[PD] no pd?? WTF ????
Mathieu Bouchard
matju at artengine.ca
Fri Jan 13 14:05:13 CET 2012
Le 2012-01-13 à 10:46:00, João Pais a écrit :
> and you're only talking about the aesthetical/workflow features. to bring up
> a subject that I am paying attention only now, try out to see how high you go
> with [expr pow(2,$f1)] until you loose resolution - 20 in pd, but 30 in max5
> (the coming up of Pd double precision will help this, but it's a work Katja
> is doing alone).
There's a big difference between decimal precision as printed on screen
and in text files and [netsend], and binary precision used in most other
situations.
Pd is able to think of numbers bigger than a million, but won't print a
million plus one.
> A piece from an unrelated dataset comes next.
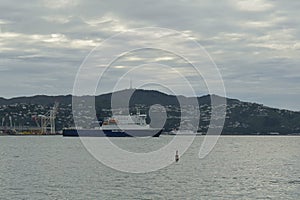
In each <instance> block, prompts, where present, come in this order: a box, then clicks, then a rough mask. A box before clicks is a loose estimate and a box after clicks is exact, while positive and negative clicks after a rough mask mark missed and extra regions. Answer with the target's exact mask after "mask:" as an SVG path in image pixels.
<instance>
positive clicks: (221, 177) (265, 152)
mask: <svg viewBox="0 0 300 200" xmlns="http://www.w3.org/2000/svg"><path fill="white" fill-rule="evenodd" d="M171 139H172V138H171V136H162V137H159V138H156V139H147V140H136V139H133V138H112V141H113V143H114V144H116V145H118V146H120V147H121V148H123V149H126V150H130V151H136V152H140V151H143V152H148V151H151V150H153V149H155V148H159V147H161V146H163V145H165V144H167V143H168V142H170V140H171ZM202 141H203V137H202V136H201V137H196V139H195V141H194V143H193V145H192V146H191V147H190V148H189V150H188V151H187V152H186V153H185V154H184V155H181V158H180V161H179V162H178V163H174V164H173V165H171V166H169V167H166V168H164V169H162V170H159V171H156V172H152V173H146V174H130V173H123V172H118V171H115V170H113V169H110V168H108V167H106V166H104V165H103V164H101V163H100V162H98V161H97V160H95V159H94V158H93V157H92V156H91V155H89V153H88V152H87V151H86V150H85V149H84V147H83V146H82V144H81V142H80V140H79V138H62V137H60V136H53V137H52V136H51V137H43V136H41V137H38V136H37V137H30V136H28V137H8V136H3V137H0V161H1V162H0V163H1V165H0V188H1V192H0V199H183V198H187V197H188V198H190V199H299V196H300V190H299V187H300V168H299V166H300V155H299V147H300V137H281V136H273V137H272V136H268V137H263V136H253V137H246V136H241V137H238V136H237V137H231V136H224V137H221V138H220V139H219V141H218V143H217V145H216V146H215V148H214V150H213V151H212V152H211V153H210V154H209V155H208V156H207V157H205V158H204V159H202V160H199V159H198V151H199V147H200V144H201V142H202ZM154 147H155V148H154Z"/></svg>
It is able to if you force it to, using less than ideal
tools such as [makefilename] that creates one symbol each time, or
[#sprintf] that makes you a float list of ascii codes.
Neither binary nor decimal representation is more precise than the other,
it's just that their precision never matches exactly. 20 bits is slightly
less than 6 decimals, whereas 16 decimals is slightly more than 53 bits.
Thus you can only preserve precision by using slightly too many digits,
otherwise you'll have too few.
I don't know what max5 does, but the only practical float sizes in the
main processor are 24 bits and 53 bits. (this assumes that the most
significant bit is not recorded because it's always one)
> Which means, for example, in max you have more resolution than Pd to control
> the playback of large arrays with precision (up to 2147483647,
that's 31 bits. From 0 to 2147483647, you have 2147483648 numbers, which
is pow(2,31) exactly (aka 1<<31), if it didn't overflow. the 32nd bit is
the sign. That's using integers. I bet that you can't have integer
signals. Can you ? Otherwise, you're stuck at the same limit as Pd...
though Pd42 does offer a workaround as a 2nd inlet in [tabread~].
Does Max offer that 2nd inlet ?
BTW : in floats, pd can exactly represent powers of two up to pow(2,127).
Powers of two are represented exactly in binary. They just won't be
printed exactly in decimal by default, but [makefilename %f] can print
«symbol 170141183460469231731687303715884105728.000000» accurately. The
float format stops working just before getting to pow(2,128). But for
[tabread~] you need contiguous integers, and that stops at 16777216, and
for [tabread4~] you need at least some fractions to make it useful at all
(contiguous sixteenths stop at 1048576, for example). So, your power-of-2
example is misleading in another way.